Monday, December 8, 2025

BARBARA (1970) ** ½

After making love on the beach, Leslie (Nancy Boyle) and Tom (Robert McClane) are sexually assaulted by a peeping tom named Max (Jack Rader).  They kind of like it though, and he asks them to come see him at his place up the beach, which turns out to be a tent.  When Leslie finally works up the courage to go there, she finds he’s already balling a jailbait babe named Barbara (presumably played by herself).  Leslie doesn’t seem to care though as she immediately strips down and bangs Barbara too.  Together, the lovers soon turn into a foursome, but boredom eventually dictates they look “outside their circle” for new sexual experiences. 

Gratuitously avant garde, relentlessly artsy-fartsy, and incoherently experimental, Barbara is… well… something.  It’s an alternately frustrating and fascinating film.  It’s uneven as fuck, but it’s pretty interesting and definitely memorable.

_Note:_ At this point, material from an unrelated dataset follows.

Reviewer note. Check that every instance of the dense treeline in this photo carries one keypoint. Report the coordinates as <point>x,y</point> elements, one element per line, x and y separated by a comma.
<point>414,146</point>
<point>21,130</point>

Some moments are very of the time.  Some are ahead of its time.  Some moments made me just say, “Time out!”  There are scenes that are purposefully in your face, almost as if to shatter your expectations and/or chastise you for wanting to watch a dirty movie.  I’m thinking specifically of the gay rape scene.  This probably had the raincoat crowd bolting for the exits back in the day, even with the silly subtitles that accompany the dialogue. 

The black and white cinematography is decent, even if they sometimes go overboard with the filters.  The music runs the gamut of monks chanting to the typical hippie flower power folk rock you’d normally hear in something like this to weird tones played in reverse.  The editing is sometimes unnecessarily arty, but it’s occasionally effective. 

Barbara is a mixed bag to be sure, but its depiction of hippie life is probably closer to what the actual hippie experience was versus the idyllic shit you’re used to seeing in movies and TV.  I mean, most hippies really didn’t go to Woodstock and live in communes.  They were probably more like these characters:  Living in a tent, getting high, and fucking. 

All of this is fine in small doses.  However, how much of it you are willing to take probably will depend on the individual viewer.  It’s one thing to show characters broaching taboo (for the time) subjects as homosexuality, interracial sex, and incest, but once they start bringing in shit like breastfeeding and bestiality, I personally had to pump the brakes.  

I can’t say it works.  I can’t say it’s good.  I can say I admire the brazen spirit of the film, even if I can’t follow it down some of the trails it blazes. 

One thing I can say in its favor:  You never know where it’s going next.  Just when you think you’ve seen it all, out comes a random ass Kung Fu training montage.  It’s not “good” in a traditional sense, but to give it anything less than ** ½ would be a crime.